[GRASS-dev] Re: [GRASS GIS] #104: saving display to tiff or ppm garbled when NVIZ is not top window

Glynn Clements glynn at gclements.plus.com
Thu Apr 3 18:16:45 EDT 2008


GRASS GIS wrote:

> #104: saving display to tiff or ppm garbled when NVIZ is not top window

> Comment (by msieczka):
> 
>  Replying to [comment:15 glynn]:
> 
> > Can you try the [http://trac.osgeo.org/grass/attachment/ticket/104/
> > do_zoom-error.diff patch]. It installs an error handler which
> > (hopefully) prevents the error from terminating the program.
> 
>  I'm sorry but it does not improve anything for me.

I've submitted an updated patch. If it doesn't work, can you try to
debug it? Specifically, does the error handler get invoked?

[BTW, a note about patching NVIZ: running "make" in the
visualisation/nviz/src directory doesn't install the updated
executable; you have to run "make" in visualisation/nviz.]

The fact that the program terminates is apparently down to the default
error handler.

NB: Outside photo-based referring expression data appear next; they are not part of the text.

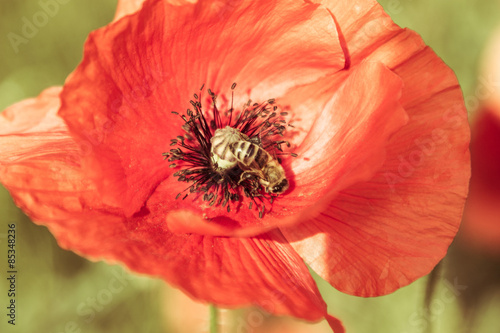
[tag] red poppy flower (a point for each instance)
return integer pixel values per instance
(481, 227)
(371, 202)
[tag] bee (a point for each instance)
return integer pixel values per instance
(230, 148)
(222, 157)
(256, 162)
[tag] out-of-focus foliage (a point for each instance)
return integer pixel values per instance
(56, 287)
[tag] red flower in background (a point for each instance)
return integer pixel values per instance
(481, 227)
(376, 192)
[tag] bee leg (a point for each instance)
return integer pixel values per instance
(264, 183)
(246, 175)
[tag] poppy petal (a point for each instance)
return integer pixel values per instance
(344, 146)
(410, 211)
(39, 163)
(263, 270)
(103, 103)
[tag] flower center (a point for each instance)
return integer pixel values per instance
(227, 154)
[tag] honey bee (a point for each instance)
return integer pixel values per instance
(230, 147)
(257, 162)
(222, 158)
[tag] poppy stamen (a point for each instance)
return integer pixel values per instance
(221, 157)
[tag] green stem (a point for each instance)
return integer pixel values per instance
(213, 319)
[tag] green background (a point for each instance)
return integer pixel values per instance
(53, 283)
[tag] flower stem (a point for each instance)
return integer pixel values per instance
(214, 328)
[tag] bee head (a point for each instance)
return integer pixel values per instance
(280, 187)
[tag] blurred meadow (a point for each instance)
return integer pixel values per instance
(59, 291)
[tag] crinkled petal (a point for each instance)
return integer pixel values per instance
(39, 165)
(123, 88)
(382, 234)
(127, 7)
(263, 270)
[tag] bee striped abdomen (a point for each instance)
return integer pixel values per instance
(220, 141)
(249, 154)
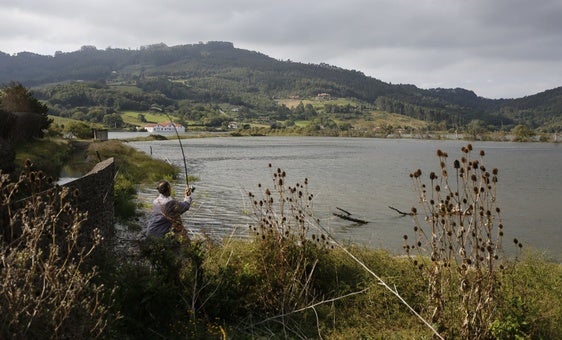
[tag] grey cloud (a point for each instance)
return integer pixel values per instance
(497, 48)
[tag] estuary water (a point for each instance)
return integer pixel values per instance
(363, 177)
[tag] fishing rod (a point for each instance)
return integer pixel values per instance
(182, 152)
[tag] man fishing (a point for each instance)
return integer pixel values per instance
(166, 212)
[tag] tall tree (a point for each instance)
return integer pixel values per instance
(31, 115)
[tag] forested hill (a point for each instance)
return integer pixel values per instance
(217, 72)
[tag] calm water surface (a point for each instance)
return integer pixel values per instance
(364, 177)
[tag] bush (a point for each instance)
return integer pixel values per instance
(47, 290)
(457, 242)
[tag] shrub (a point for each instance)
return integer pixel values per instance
(457, 243)
(47, 291)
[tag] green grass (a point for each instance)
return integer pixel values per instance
(132, 117)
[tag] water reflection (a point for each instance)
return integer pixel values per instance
(363, 176)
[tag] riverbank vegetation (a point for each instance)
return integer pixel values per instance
(290, 279)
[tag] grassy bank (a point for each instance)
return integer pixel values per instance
(290, 279)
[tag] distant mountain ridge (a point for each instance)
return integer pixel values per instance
(218, 72)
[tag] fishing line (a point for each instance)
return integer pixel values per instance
(181, 147)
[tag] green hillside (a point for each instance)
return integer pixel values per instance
(213, 83)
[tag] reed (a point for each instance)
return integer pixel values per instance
(457, 242)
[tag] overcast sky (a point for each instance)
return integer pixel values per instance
(496, 48)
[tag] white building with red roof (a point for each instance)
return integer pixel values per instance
(164, 127)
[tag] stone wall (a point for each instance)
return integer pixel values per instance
(95, 195)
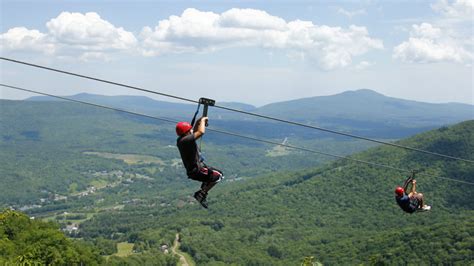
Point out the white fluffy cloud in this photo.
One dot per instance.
(89, 32)
(351, 14)
(429, 44)
(75, 34)
(194, 30)
(89, 37)
(23, 39)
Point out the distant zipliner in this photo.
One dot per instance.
(413, 201)
(190, 153)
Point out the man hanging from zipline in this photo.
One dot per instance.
(413, 201)
(196, 169)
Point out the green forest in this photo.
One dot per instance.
(84, 180)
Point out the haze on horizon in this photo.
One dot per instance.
(247, 52)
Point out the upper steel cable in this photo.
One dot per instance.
(242, 112)
(234, 134)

It should be possible to prevent this from terminating
the program; most X applications don't terminate upon error, nor
(AFAICT) does Tk terminate for X errors which it understands.

> Oh well, maybe it is just something about my setup.

I asked on the X.org list, and apparently all DRI-based drivers will
behave this way, regardless of whether or not DRI is actually used. It
doesn't affect the "nv" driver or Cygwin's XWin.exe as those only have
software OpenGL rendering, and the "nvidia" driver has its own
hardware rendering mechanism via nVidia's libGL.

Essentially, the current DRI-based drivers cannot render to a
GLXPixmap, but you can use a GLXPixmap with the
GLX_EXT_texture_from_pixmap extension (which is essentially the sole
reason why glXCreateGLXPixmap() doesn't just fail).

IOW, if we want to be able to test whether we can use a GLXPixmap
(without killing the program if we can't), we have to prevent the
GLXBadContext error from terminating the program.

I'm rather limited in my ability to test this as I don't have any
hardware which uses DRI-based drivers (it's all either software-only
or nVidia's non-DRI-based hardware driver).